# MLE Substitution
`w266 Final Project: Crosslingual Word Embeddings`

Instead of traning on randomly substituted words, here we'll choose the highest ranked translation.

# Notebook Setup

In [1]:
# general imports
from __future__ import print_function
import time
import pickle
import numpy as np
import pandas as pd
import matplotlib.pyplot as plt

# tell matplotlib not to open a new window
%matplotlib inline

# autoreload modules
%load_ext autoreload
%autoreload 2

Set base paths depending on your machine.

In [6]:
BASE = '/home/mmillervedam/Data'
PROJ = '/home/mmillervedam/ProjectRepo'
#PROJ = '/Users/mona/OneDrive/repos/final_proj/W266-Fall-2017-Final-Project'

# raw data
FULL_EN_ES = "/home/miwamoto/en_es_shuf.txt"
FULL_EN_IT = "/home/miwamoto/en_it_shuf.txt"

# vocabularies
VOCAB_EN_ES = BASE + '/vocab/en_es_index.pkl'
VOCAB_EN_IT = BASE + '/vocab/en_it_index.pkl'

# panlex dicts
PANLEX_EN_ES = BASE + '/panlex/en_es_dict.pkl'
PANLEX_EN_IT = BASE + '/panlex/en_it_dict.pkl'

# directory to save pickled embeddings
SAVE_TO = BASE + '/embeddings'

# English - Spanish
### Load Data, Dict & Vocab

In [7]:
from parsing import Corpus, BilingualVocabulary, batch_generator

In [8]:
# load corpus
en_es_data = Corpus(FULL_EN_ES)

In [9]:
# load panlex dictionary
with open(PANLEX_EN_ES,'rb') as f:
    en_es_translations = pickle.load(f)

In [10]:
# load vocabulary
en_es_vocab = BilingualVocabulary([], languages = ('en','es'))
with open(VOCAB_EN_ES,'rb') as f:
    en_es_vocab.load_from_index(pickle.load(f))

In [11]:
# confirmations
print('... loaded %s panlex translations'%(len(en_es_translations)))
print('... loaded %s word %svocabulary'%(en_es_vocab.size,en_es_vocab.language))
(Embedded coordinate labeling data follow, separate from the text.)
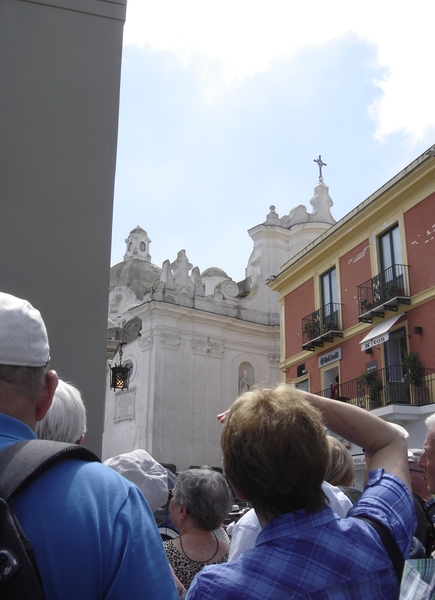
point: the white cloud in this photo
(243, 37)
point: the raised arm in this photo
(385, 447)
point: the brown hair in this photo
(275, 450)
(341, 468)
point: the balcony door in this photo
(394, 351)
(390, 250)
(329, 299)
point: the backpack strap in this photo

... loaded 702982 panlex translations
... loaded 200003 word ('en', 'es')vocabulary


### Validation Words

In [29]:
en_es_vocab.to_ids(['en_the','en_last', 'es_mundo', 'es_real'])

[3, 270, 100160, 100249]

In [27]:
for w in ['en_the','en_last', 'es_mundo', 'es_real']:
    print(w,list(en_es_translations[w][:5]))
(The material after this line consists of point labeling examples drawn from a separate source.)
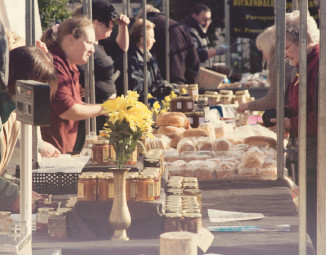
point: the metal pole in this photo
(280, 58)
(145, 54)
(167, 40)
(302, 124)
(227, 31)
(125, 4)
(26, 177)
(321, 145)
(294, 5)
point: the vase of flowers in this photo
(127, 121)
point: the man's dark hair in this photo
(198, 8)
en_the ['es_el', 'es_el_la_los_las', 'es_entonces', 'es_la', 'es_las']
en_last ['es_aguantar', 'es_anterior', 'es_atr\xc3\xa1s', 'es_conclusi\xc3\xb3n', 'es_concluyentemente']
es_mundo ['en_age', 'en_cosmos', 'en_creation', 'en_earth_globe', 'en_earth']
es_real ['en_actual', 'en_certain', 'en_clear', 'en_concise', 'en_de_facto']


 ### Batch Generator Sanity Check

In [17]:
BATCH_SIZE = 48
WINDOW_SIZE = 4
MAX_EPOCHS = 30 # fail safe

In [18]:
# STEP 1: recreate sentence & batch generators so they're insynch
token_gen = en_es_data.gen_tokens()
batch_gen = batch_generator(en_es_data, en_es_vocab, BATCH_SIZE, WINDOW_SIZE, MAX_EPOCHS)

In [28]:
# STEP 2: have a look
print("ORIGINAL DATA:")
print([next(token_gen) for _ in range(BATCH_SIZE)])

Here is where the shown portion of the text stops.